Answers to six questions you may have on tenants' rights

You're renting an apartment, and your landlord asked to stop by your place when you'll be out of town. What do you do? Or, you've reminded your landlord several times that the faucet needs fixed. What is your next step?

Even if you have a great relationship with your landlord, knowing your rights will help you understand how to negotiate with your landlord, should the need arise. And, no matter what state you live in, you have renters' rights on your side, especially when an issue arises.

We've compiled answers to some of the most common questions regarding renters' rights. As the number of U.S. landlords and tenants increases, these answers may be more important than ever to you and the people you know.

Renters rights guide

Q: What are my basic rights as a renter?

The following is a list of renters' rights that apply throughout the United States:

  1. The apartment or house must be clean, safe and meet state and local building, health and zoning codes.
  2. All appliances must work.
  3. Heat and air conditioning (if included) must work.
  4. The hot water heater and toilets must work.
  5. Doors must lock.
  6. The roof cannot have leaks.
  7. Windows cannot be sealed shut. You must be able to open them.
  8. Outdoor areas like porches or sidewalks to the building must be well lit.

Q: What rights do I have when my landlord wants to enter my apartment?
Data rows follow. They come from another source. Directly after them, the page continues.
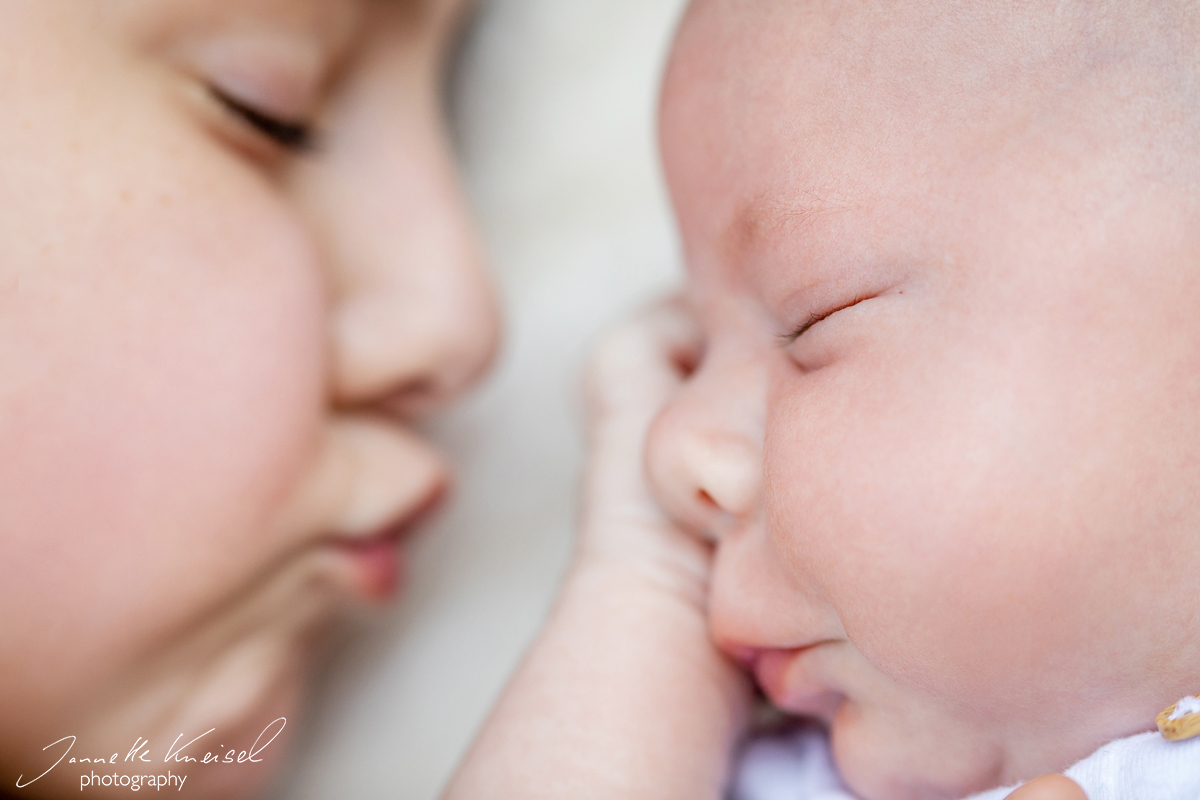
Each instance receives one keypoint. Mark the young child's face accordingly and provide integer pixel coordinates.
(946, 425)
(214, 324)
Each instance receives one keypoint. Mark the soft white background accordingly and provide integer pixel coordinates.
(553, 109)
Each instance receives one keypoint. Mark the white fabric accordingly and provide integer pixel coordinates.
(1145, 767)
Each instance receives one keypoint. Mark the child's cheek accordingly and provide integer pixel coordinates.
(162, 360)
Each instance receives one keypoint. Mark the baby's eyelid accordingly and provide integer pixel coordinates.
(803, 328)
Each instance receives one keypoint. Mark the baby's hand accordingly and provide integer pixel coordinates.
(1049, 787)
(634, 372)
(623, 695)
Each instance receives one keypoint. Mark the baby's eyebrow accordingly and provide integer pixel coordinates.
(767, 216)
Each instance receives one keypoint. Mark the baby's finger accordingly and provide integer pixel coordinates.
(1049, 787)
(636, 367)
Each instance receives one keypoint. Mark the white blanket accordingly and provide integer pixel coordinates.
(1145, 767)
If maintenance or repairs need to be made in your apartment, your landlord has the right to enter, but he or she must tell you in advance. In addition, the visit must be limited to "reasonable" hours, unless it's an emergency situation. Your lease and local tenant privacy laws are good resources to determine when your landlord can enter your apartment and how much notice should be given to do so. If your landlord contacts you and asks to enter your rental on short notice and it's inconvenient for you, go ahead and ask for an alternate time.

Q: I'd like to make some changes to the apartment. Do I have that right?
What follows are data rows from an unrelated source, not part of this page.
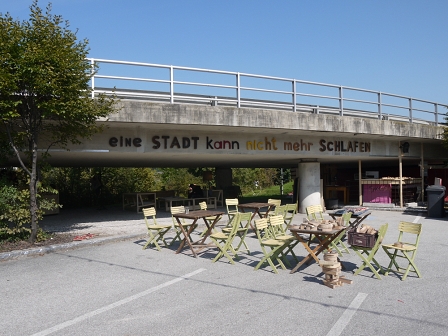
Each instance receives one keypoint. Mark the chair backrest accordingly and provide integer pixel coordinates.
(346, 218)
(262, 229)
(275, 201)
(149, 212)
(407, 229)
(276, 224)
(231, 206)
(175, 210)
(290, 212)
(381, 233)
(315, 212)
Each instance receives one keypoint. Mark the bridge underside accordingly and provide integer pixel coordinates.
(147, 134)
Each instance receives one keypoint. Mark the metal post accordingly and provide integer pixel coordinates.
(294, 102)
(171, 85)
(380, 110)
(400, 170)
(437, 114)
(238, 91)
(360, 182)
(92, 69)
(341, 103)
(422, 173)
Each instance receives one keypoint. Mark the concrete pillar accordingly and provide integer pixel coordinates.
(309, 185)
(223, 177)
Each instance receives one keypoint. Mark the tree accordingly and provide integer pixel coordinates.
(45, 97)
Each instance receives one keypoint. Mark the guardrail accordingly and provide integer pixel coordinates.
(175, 84)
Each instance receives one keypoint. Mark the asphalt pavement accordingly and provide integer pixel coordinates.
(109, 285)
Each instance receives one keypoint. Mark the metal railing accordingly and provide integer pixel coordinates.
(176, 84)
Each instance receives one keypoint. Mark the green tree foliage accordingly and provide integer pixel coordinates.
(45, 97)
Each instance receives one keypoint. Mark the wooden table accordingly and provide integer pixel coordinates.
(332, 192)
(255, 206)
(355, 220)
(169, 201)
(195, 216)
(324, 239)
(139, 200)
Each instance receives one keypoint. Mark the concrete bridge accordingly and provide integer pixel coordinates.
(207, 118)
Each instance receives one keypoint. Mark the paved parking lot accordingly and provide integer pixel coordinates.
(116, 288)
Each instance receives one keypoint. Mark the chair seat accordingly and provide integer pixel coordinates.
(404, 248)
(158, 227)
(219, 235)
(273, 242)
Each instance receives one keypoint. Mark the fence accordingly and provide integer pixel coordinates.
(175, 84)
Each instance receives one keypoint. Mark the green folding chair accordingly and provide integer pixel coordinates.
(337, 244)
(177, 229)
(271, 248)
(232, 208)
(209, 219)
(223, 240)
(367, 254)
(243, 219)
(156, 231)
(405, 250)
(277, 231)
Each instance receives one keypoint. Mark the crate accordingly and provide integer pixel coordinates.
(361, 239)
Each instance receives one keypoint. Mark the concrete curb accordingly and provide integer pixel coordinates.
(67, 246)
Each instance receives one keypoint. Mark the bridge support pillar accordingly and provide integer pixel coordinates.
(309, 185)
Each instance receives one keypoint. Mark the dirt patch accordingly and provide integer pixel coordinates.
(60, 238)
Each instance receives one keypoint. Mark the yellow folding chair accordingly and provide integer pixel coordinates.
(185, 225)
(290, 211)
(315, 212)
(156, 231)
(276, 226)
(243, 219)
(232, 208)
(223, 240)
(337, 244)
(209, 219)
(271, 248)
(405, 250)
(369, 252)
(276, 203)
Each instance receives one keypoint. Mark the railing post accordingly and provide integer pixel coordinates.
(380, 110)
(436, 110)
(341, 102)
(294, 102)
(171, 85)
(238, 91)
(92, 79)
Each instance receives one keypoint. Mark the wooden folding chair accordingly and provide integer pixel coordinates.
(209, 219)
(405, 250)
(156, 231)
(243, 219)
(271, 248)
(232, 208)
(370, 252)
(338, 244)
(186, 226)
(290, 211)
(275, 201)
(276, 226)
(223, 240)
(315, 212)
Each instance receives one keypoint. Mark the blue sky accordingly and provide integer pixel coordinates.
(396, 46)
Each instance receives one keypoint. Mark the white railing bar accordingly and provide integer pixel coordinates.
(139, 79)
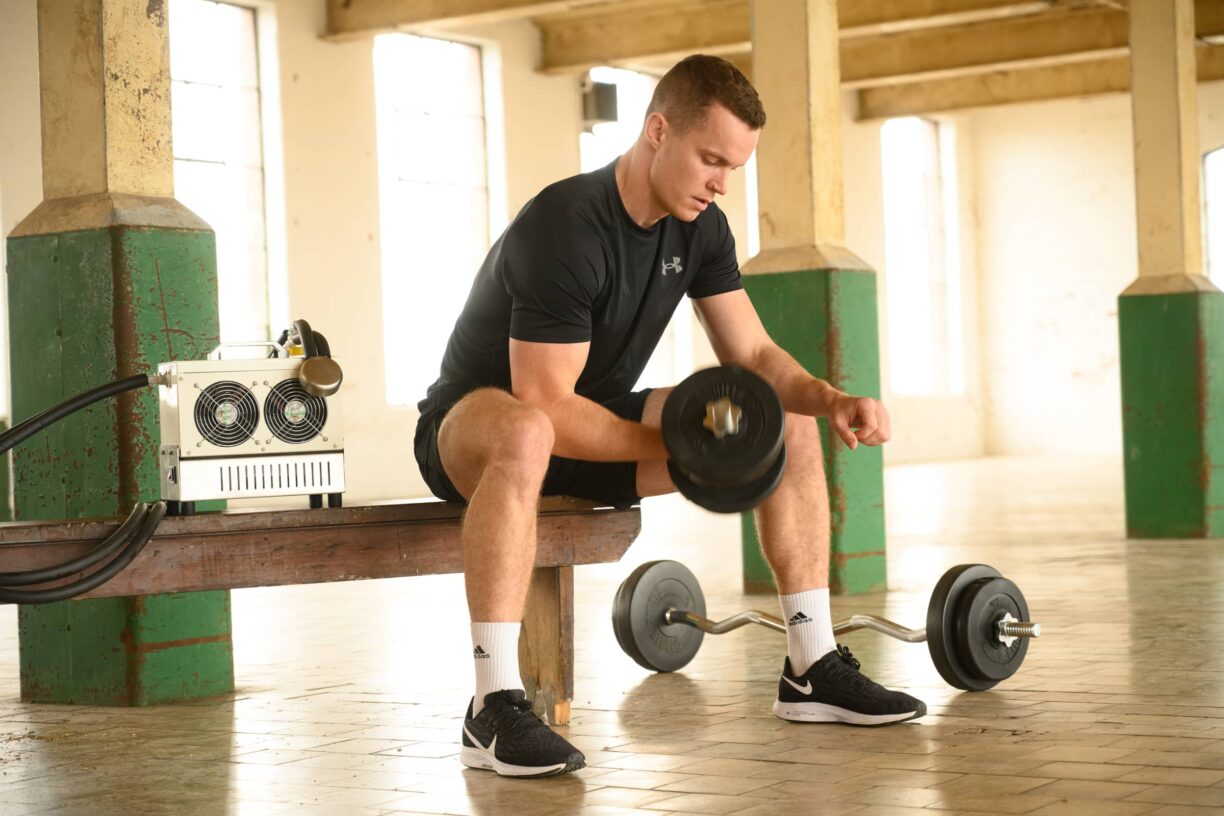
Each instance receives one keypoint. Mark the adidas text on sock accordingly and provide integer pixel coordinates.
(809, 629)
(495, 651)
Landlords are not obligated to make cosmetic changes to your apartment. If you would like to paint walls, install shelving or make other similar changes, contact your landlord for permission. If approved, get the permission in writing. Once you have approval, let the changes begin!

Q: My apartment could use a few repairs. Am I responsible for paying for them?
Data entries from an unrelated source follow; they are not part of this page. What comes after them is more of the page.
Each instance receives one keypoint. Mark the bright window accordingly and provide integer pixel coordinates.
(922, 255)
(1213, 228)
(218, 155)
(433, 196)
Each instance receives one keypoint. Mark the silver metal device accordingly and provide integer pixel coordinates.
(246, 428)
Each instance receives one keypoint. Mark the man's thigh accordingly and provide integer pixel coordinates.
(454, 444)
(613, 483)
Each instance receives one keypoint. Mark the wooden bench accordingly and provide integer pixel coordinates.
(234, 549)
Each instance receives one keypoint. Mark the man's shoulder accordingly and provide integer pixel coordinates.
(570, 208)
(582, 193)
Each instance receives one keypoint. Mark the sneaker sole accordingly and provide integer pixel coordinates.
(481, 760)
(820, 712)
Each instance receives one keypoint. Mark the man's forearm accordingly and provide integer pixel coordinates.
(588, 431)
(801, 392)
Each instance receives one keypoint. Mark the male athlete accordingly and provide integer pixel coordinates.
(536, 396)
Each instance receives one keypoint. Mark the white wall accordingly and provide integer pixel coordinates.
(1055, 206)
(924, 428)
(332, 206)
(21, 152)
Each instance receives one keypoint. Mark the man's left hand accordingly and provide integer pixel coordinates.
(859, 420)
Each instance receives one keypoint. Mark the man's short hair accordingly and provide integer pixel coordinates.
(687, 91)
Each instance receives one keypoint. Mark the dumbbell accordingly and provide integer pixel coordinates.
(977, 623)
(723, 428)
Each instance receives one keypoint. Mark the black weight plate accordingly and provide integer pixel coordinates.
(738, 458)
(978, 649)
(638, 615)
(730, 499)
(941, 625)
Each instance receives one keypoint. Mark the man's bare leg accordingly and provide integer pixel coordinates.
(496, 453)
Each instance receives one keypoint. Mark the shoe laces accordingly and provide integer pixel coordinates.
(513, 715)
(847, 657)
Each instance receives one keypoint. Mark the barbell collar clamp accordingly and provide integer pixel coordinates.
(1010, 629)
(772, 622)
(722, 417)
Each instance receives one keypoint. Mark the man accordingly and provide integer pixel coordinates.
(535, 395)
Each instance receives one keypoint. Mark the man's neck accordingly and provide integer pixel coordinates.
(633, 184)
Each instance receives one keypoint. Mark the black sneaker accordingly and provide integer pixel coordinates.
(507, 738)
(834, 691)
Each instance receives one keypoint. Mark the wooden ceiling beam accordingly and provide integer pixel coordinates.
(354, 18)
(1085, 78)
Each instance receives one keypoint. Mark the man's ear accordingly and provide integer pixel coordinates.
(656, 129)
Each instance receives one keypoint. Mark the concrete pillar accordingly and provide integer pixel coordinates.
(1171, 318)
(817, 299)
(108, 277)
It depends upon the repair. If a repair is needed because of wear and tear, like a leaky faucet or loose floor tiles that become a tripping hazard, your landlord is responsible for making and paying for the fix. If you or a guest causes damage to an apartment or rental, it is up to you to pay for the repair. If you don't pay for the repair, your landlord has the right to take the cost out of your security deposit.

Sometimes, repairs are so minor they fall into a gray area. If you believe you need a repair, check your lease, local building codes or state tenant's laws to determine who would be responsible for the fix. If you need help finding this information, your local library may be a good place to start.

Q: What if my landlord refuses to make repairs?

If you ask your landlord to make repairs and he or she refuses, you have options:

  1. Write a letter to your landlord with the list of repairs. Putting it in writing gives you the opportunity to fully explain what needs to be done.
  2. If your landlord doesn't respond to your written request, you may try mediation to help you and your landlord reach a compromise. Check your community for low-cost or free mediation services.
  3. Contact local authorities to report any safety violations. If the repair is causing a hazard, it may be in violation of building codes. If so, the agency overseeing building codes will visit your apartment for an inspection. The agency will then contact your landlord or issue a fine against him or her.
  4. If all else fails, you may consider suing your landlord. This should be considered only if you have tried all other avenues, because obviously it may negatively impact your relationship with your landlord.

Q: I'm about to move out. My landlord says I won't get my full security deposit back. What are my rights?

Reasons for keeping all or part of a security deposit are often spelled out in the lease. In the case of security deposits, being proactive can help you get the best results.

Once you know you will be leaving, review your lease carefully. If you have any questions about expectations, ask your landlord what he or she wants you to clean and to what level. Do the carpets need to be professionally shampooed? If so, who is responsible for payment? Getting answers to these and other questions may mitigate problems later.

Once you've moved all of your household items out, make sure your now-empty apartment is free of damage and clean. (It should be as clean as or cleaner than the day you moved in.) Be present when your landlord does a final walk-through so you can address any concerns.

If you've already moved out and your landlord is refusing to return your full security deposit, ask why. If you did not follow the lease, it's likely you may not get the entire deposit returned.

But, if you believe you have followed the terms of the lease, repaired any damage and left the apartment clean but still do not receive your deposit, you may consider writing a letter to begin negotiating with your landlord. The letter should state your exact demands with your reasoning for making the demands. It should be direct but not offensive. If that does not work, you could file for damages in small claims court.

Start at the very beginning.

Renting a home or apartment can provide you with a great living arrangement. Landlord-tenant relationships can be very positive. Many disputes may be prevented by fully understanding your lease and your landlord's wishes before you move in. Make sure to do a walk-through before you sign the lease, know how to reach your landlord and ask many questions. The more you know before moving in, the more likely you will stay on good terms with your landlord. And, that makes it less likely you'll need to remind your landlord of your rights.